From taxes to status to pay, here’s what to consider
Digital nomads are used to it, as are freelancers, and people in border areas. But the ranks of people who live in one place and work in another have swelled over the last two years. Able to work remotely for the long haul, millions have moved to places with a lower cost of living or to be closer to family, far from the cities where their companies are based. There are plenty of benefits to this arrangement, of course, but not every aspect is a convenience. Come tax time especially, things can get pretty complicated. But there are little things to keep in mind throughout the year.
Generally speaking, the state where you physically spend most of your time is where you pay income tax. So, you pay taxes where you live, even if your employer is based in another state. Seven states — Arkansas, Connecticut, Delaware, Nebraska, New York, Pennsylvania and, Massachusetts — have a “convenience rule,” with the convenience in question being the employers’. Those states tax employees of businesses located within their borders whether the employees are there or not. Most other states offer such employees a tax credit so they’re not double-taxed. Several states with large metropolitan areas near state borders — e.g., the Tri-State Area around New York City — have reciprocity agreements with their neighbors to avoid this sort of problem. But that is not the case everywhere, so if you work for a company in a convenience rule state, consult with HR to make sure you’re withholding the right amount.

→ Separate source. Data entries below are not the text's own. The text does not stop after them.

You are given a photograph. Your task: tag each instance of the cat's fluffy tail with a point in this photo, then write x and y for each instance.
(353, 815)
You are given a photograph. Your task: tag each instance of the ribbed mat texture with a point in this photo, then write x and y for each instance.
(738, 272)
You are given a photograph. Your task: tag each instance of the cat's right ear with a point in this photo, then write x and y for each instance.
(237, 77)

If you have health coverage through your employer, take a look at your insurance card. Your insurance might be through a provider’s state-specific entity, or through a provider that operates in certain states only. You don’t want to try to make a doctor’s appointment where you live only to find everyone is out of network and you have a huge bill on your hands. Discuss with HR before you relocate to make sure you get coverage that works where you live. While birth rates have been down during the pandemic, people with stable white-collar jobs they can work remotely tend to also be in the demographic of people who are having children now. If that applies to you, check with HR about which state’s family leave benefits you are eligible for. There can be a stark difference, with many states offering nothing in the way of paid leave and a select few offering up to 12 weeks.

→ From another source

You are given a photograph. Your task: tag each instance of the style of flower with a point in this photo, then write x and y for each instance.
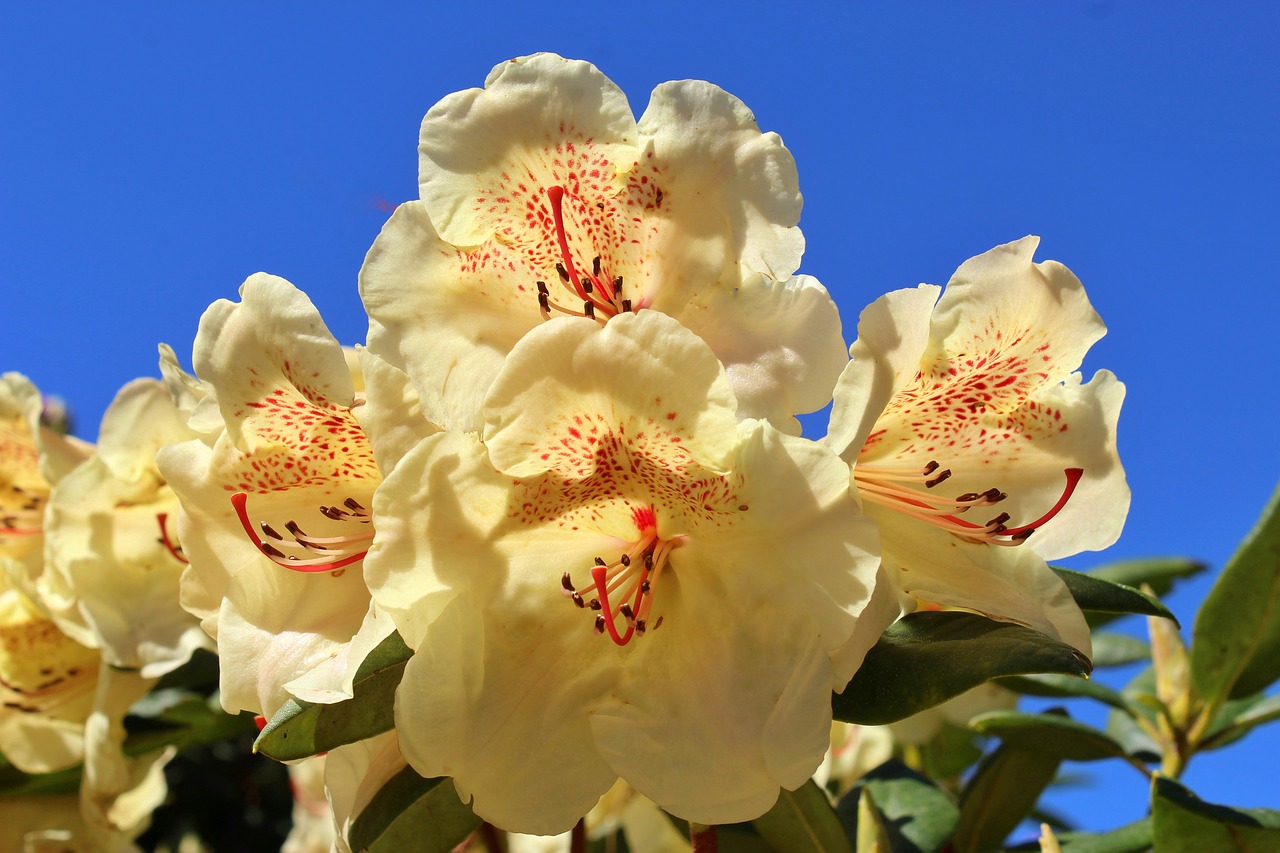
(973, 407)
(542, 196)
(618, 579)
(277, 501)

Employee vs. Independent Contractor
You, your employer, or both might decide the headaches permanent remote work brings aren’t worth the trouble and that the best arrangement going forward is to make you an independent contractor rather than an employee. No matter what your boss might say, if you’re an IC you can legally set your own hours and work only on certain projects. That doesn’t mean you’re home-free, of course, as they’ll only pay you for work you do and can easily let you go if you’re not fitting their needs. As such, both sides need to make sure expectations are clear before entering such an arrangement. You’ll lose some employee benefits, so you might have to get health insurance on the ACA marketplace and you won’t be eligible for workers’ compensation, for instance. There are certain tax benefits for 1099 filers, such as itemized deductions for a home office and equipment.
Money, Money, Money
Whether you’re an employee or an IC, your employer might want to renegotiate your pay. Workers have been flocking to places with lower costs of living where they can get more living space for less than a crowded urban area with not enough housing. If your cost of living is less, your employer might want to pay you less. Workers might rightly argue that compensation reflects their value to the company, regardless of what the monthly rent or mortgage payment is, but if you want to keep your current job rather than find a new one, you might have to play ball. Say your employer is fine with you working remotely but wants you in the office for a few key weeks out of the year, who pays for your transportation and accommodations during that time? That’s a perk to negotiate for, especially if they want to dock your salary.
You’re sure to be handling sensitive company data still, and it’s important to take it just as seriously when you’re working from the comforts of your own home as you would at the office. The security of your internet connection is important, too, and your employer might want to work on a company-issued computer/laptop and phone. If that’s the case, make sure you’re legally protected in case of any breaches, and if your employer is requiring you to use specific equipment, they should pick up the cost.
Working remotely can have numerous benefits on lifestyle, work-life balance, the environment, and plenty of other areas. Just make sure you have your bases covered so there are no surprises. Good communication and expectation setting between employer, HR, and worker are key.